Phishing, like fishing, is a complex process, most of which is done behind the scenes. The general goal of email phishing is to gain a piece of sensitive information or system access from the target. To achieve that goal, the phishing email needs to pull off certain steps, the first being to appear official. This doesn’t work very well if you have encountered a phishing email for a company that you don’t do business with, but an email that is designed to look exactly like an official email from a company that you do business with (or even work for) can lead to a false sense of security.

Phishing relies heavily on exploiting human traits and biases. Having an email look authentic is one way. Even if the email doesn’t look authentic, if it tells you that your account has been compromised, or if you have won an award, you might not think twice before acting on the email. For example, if someone claiming to be from your IT department asks for your password because they need to access your computer to perform critical security updates, your initial reaction is to be helpful and to provide the information. If a bank email told you that your account has been suspended, you might not be thinking about if the email was legitimate – you might be thinking about bills that are set up to auto-pay with the account, and that you need to make sure all those payments go through. You click on the link and become another fish caught by the phisher.

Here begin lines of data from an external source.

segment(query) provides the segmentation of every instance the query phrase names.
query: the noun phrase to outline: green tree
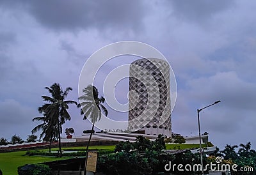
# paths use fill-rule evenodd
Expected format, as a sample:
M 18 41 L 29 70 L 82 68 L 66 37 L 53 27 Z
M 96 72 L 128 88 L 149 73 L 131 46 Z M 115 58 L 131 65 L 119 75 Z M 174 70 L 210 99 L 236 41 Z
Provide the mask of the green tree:
M 174 137 L 174 142 L 177 144 L 184 144 L 186 142 L 185 138 L 182 135 L 176 135 Z
M 108 116 L 108 110 L 102 104 L 105 102 L 105 98 L 103 96 L 99 97 L 99 91 L 96 87 L 88 85 L 83 89 L 83 95 L 79 96 L 78 99 L 80 101 L 80 103 L 77 105 L 77 107 L 81 107 L 81 114 L 83 116 L 84 120 L 88 118 L 90 119 L 90 121 L 92 123 L 92 130 L 93 130 L 95 122 L 100 119 L 101 112 L 103 112 L 106 116 Z M 86 147 L 85 169 L 86 169 L 88 150 L 92 135 L 92 132 L 90 134 Z
M 36 140 L 37 140 L 36 135 L 34 134 L 28 135 L 27 142 L 35 142 L 35 141 L 36 141 Z
M 134 142 L 135 148 L 139 151 L 143 152 L 146 149 L 151 149 L 152 147 L 152 142 L 147 138 L 145 138 L 142 135 L 138 135 L 136 137 L 136 139 Z
M 16 134 L 15 134 L 12 137 L 11 143 L 12 144 L 21 144 L 23 142 L 24 142 L 24 141 L 22 141 L 22 139 L 19 135 L 16 135 Z
M 238 150 L 238 154 L 240 156 L 252 157 L 256 156 L 256 151 L 254 149 L 251 149 L 251 142 L 248 142 L 246 144 L 241 144 L 241 148 Z
M 8 144 L 9 144 L 9 142 L 4 137 L 1 137 L 0 139 L 0 145 L 7 145 Z
M 235 160 L 237 158 L 237 154 L 236 152 L 236 148 L 237 148 L 237 145 L 231 146 L 227 144 L 225 147 L 224 150 L 220 151 L 221 153 L 224 154 L 224 159 L 232 159 Z
M 43 100 L 49 103 L 45 103 L 38 108 L 40 113 L 44 113 L 45 121 L 50 123 L 50 127 L 52 127 L 54 131 L 57 131 L 59 141 L 59 152 L 61 153 L 61 133 L 62 133 L 62 125 L 67 120 L 70 120 L 71 118 L 67 109 L 68 105 L 77 102 L 72 100 L 65 100 L 68 92 L 72 91 L 70 87 L 67 88 L 65 90 L 58 83 L 54 83 L 50 88 L 45 87 L 49 91 L 51 96 L 42 96 Z M 53 137 L 52 137 L 53 138 Z
M 158 135 L 157 139 L 153 142 L 153 149 L 159 153 L 166 149 L 164 139 L 166 137 L 163 134 Z

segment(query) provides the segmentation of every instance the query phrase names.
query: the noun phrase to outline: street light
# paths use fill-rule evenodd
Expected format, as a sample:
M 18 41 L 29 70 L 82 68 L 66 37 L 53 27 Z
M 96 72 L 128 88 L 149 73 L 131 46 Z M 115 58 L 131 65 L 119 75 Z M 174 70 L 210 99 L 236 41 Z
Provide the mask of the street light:
M 200 161 L 201 161 L 201 168 L 202 168 L 202 174 L 204 174 L 204 167 L 203 167 L 203 150 L 202 149 L 202 142 L 201 142 L 201 132 L 200 132 L 200 121 L 199 121 L 199 112 L 207 108 L 210 106 L 214 105 L 215 104 L 217 104 L 218 103 L 220 103 L 220 100 L 215 102 L 214 103 L 209 105 L 207 107 L 203 107 L 200 109 L 197 109 L 197 118 L 198 119 L 198 130 L 199 130 L 199 144 L 200 144 Z

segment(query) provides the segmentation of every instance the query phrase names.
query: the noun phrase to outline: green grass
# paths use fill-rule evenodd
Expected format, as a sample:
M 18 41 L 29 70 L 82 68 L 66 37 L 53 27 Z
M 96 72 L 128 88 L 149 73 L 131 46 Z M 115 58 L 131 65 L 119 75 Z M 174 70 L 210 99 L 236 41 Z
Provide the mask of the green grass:
M 166 144 L 166 149 L 188 149 L 188 148 L 199 148 L 199 144 Z M 206 147 L 205 144 L 202 144 L 202 146 Z
M 205 144 L 202 144 L 205 147 Z M 193 148 L 199 148 L 199 144 L 166 144 L 166 149 L 181 149 Z M 114 150 L 115 145 L 112 146 L 92 146 L 90 149 L 98 150 Z M 63 148 L 63 150 L 85 150 L 85 146 Z M 41 151 L 48 151 L 48 149 L 40 149 Z M 52 151 L 58 151 L 58 148 L 52 148 Z M 25 156 L 26 151 L 0 153 L 0 169 L 4 175 L 17 174 L 17 167 L 27 164 L 37 164 L 54 160 L 68 159 L 70 157 L 55 158 L 41 156 Z
M 99 149 L 106 150 L 113 150 L 115 146 L 90 146 L 89 149 Z M 81 150 L 85 149 L 83 147 L 72 147 L 72 148 L 63 148 L 63 149 L 74 149 Z M 48 151 L 48 149 L 40 150 Z M 58 148 L 52 149 L 52 151 L 58 151 Z M 55 158 L 49 156 L 25 156 L 26 151 L 10 152 L 10 153 L 0 153 L 0 169 L 3 171 L 4 175 L 15 175 L 17 174 L 17 168 L 20 165 L 27 164 L 37 164 L 45 162 L 51 162 L 58 160 L 68 159 L 70 157 Z

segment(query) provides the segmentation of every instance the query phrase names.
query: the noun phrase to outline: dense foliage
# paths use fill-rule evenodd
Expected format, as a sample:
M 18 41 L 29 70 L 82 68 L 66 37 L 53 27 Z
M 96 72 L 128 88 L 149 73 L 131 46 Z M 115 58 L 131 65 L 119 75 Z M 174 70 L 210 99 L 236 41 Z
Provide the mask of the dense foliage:
M 230 167 L 235 164 L 237 165 L 236 167 L 237 171 L 230 169 L 232 174 L 256 174 L 256 151 L 251 149 L 250 142 L 245 145 L 241 144 L 239 146 L 238 151 L 236 150 L 238 148 L 237 145 L 227 144 L 221 151 L 218 149 L 216 153 L 208 158 L 208 162 L 215 163 L 217 157 L 221 157 L 223 160 L 221 164 L 228 164 Z
M 116 145 L 115 154 L 99 158 L 97 171 L 106 174 L 154 174 L 164 172 L 164 165 L 170 161 L 191 164 L 199 160 L 198 155 L 190 151 L 175 156 L 166 153 L 164 140 L 159 135 L 154 141 L 138 136 L 134 142 L 122 142 Z
M 35 141 L 36 141 L 37 140 L 37 136 L 34 135 L 34 134 L 31 134 L 31 135 L 28 135 L 28 138 L 27 138 L 27 142 L 35 142 Z
M 42 164 L 28 164 L 18 167 L 19 175 L 49 175 L 51 169 Z

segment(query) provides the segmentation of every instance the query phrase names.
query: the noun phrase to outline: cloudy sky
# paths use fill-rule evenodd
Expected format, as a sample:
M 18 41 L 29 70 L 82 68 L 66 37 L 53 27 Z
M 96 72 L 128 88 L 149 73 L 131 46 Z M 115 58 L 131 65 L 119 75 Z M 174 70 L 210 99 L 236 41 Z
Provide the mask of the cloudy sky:
M 248 141 L 256 148 L 255 9 L 247 0 L 0 1 L 0 137 L 26 139 L 38 124 L 31 119 L 40 116 L 41 96 L 49 95 L 44 87 L 70 86 L 68 98 L 77 100 L 88 57 L 133 40 L 158 49 L 175 73 L 173 132 L 197 135 L 196 109 L 220 100 L 200 112 L 202 132 L 221 148 Z M 100 95 L 106 75 L 136 59 L 106 63 L 98 72 Z M 120 103 L 128 90 L 127 79 L 116 85 Z M 108 109 L 113 118 L 128 118 Z M 69 112 L 63 128 L 74 128 L 76 135 L 90 128 L 74 105 Z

Avoiding phishing attempts involves several tactics. The best way of dealing with phishing emails is to never have them pop into your inbox in the first place. Junk and spam filters can do most of the work, along with specialized applications and software. When you do get an email from a company that you do business with, the best first step to take is to stop and think before acting on the email’s requests:

  • Check the links – Some phishing attempts will come from a domain name similar to the actual company, but something just doesn’t quite fit. For example, the link companyA.examplesite.com might make you think that it’s a legitimate Company A URL – in reality, the main site is examplesite.com.
  • Check the sender field – If you are getting an email claiming to be from Company A, but the sender’s email address is not from Company A, the email is most likely not from Company A.
  • Check the message – does the message include any of the following?
    • Misspellings, bad grammar, poor formatting?
    • Messages claiming that your account was suspended or compromised and that you need to download a file, click a link, or send your login credentials via email to resolve the issue?
    • Messages claiming that you won a prize or award and that you need to click on a link or send over information to claim the prize?
    • If the email writer who is requesting your login information claims to come from your organization or from IT?

If you go through the checks and are still not 100% sure if the email is legitimate, do not click on any links, download or open any attachments, or reply back to the email. Contact the company through other means – opening a browser tab and accessing the company website via bookmarked tab or typing in the main company URL (NOT from the email!) is a safer way to obtain contact information as well as logging into your account.

Phishing has gotten more elaborate throughout the years, finding new ways to exploit human characteristics. Spear phishing and whaling are just two of the ways phishing has evolved. Nonetheless, if we all stop and think before we act on that email telling us to send over our information to claim our free fishing trip, more phishers will end their phishing trips with no catches.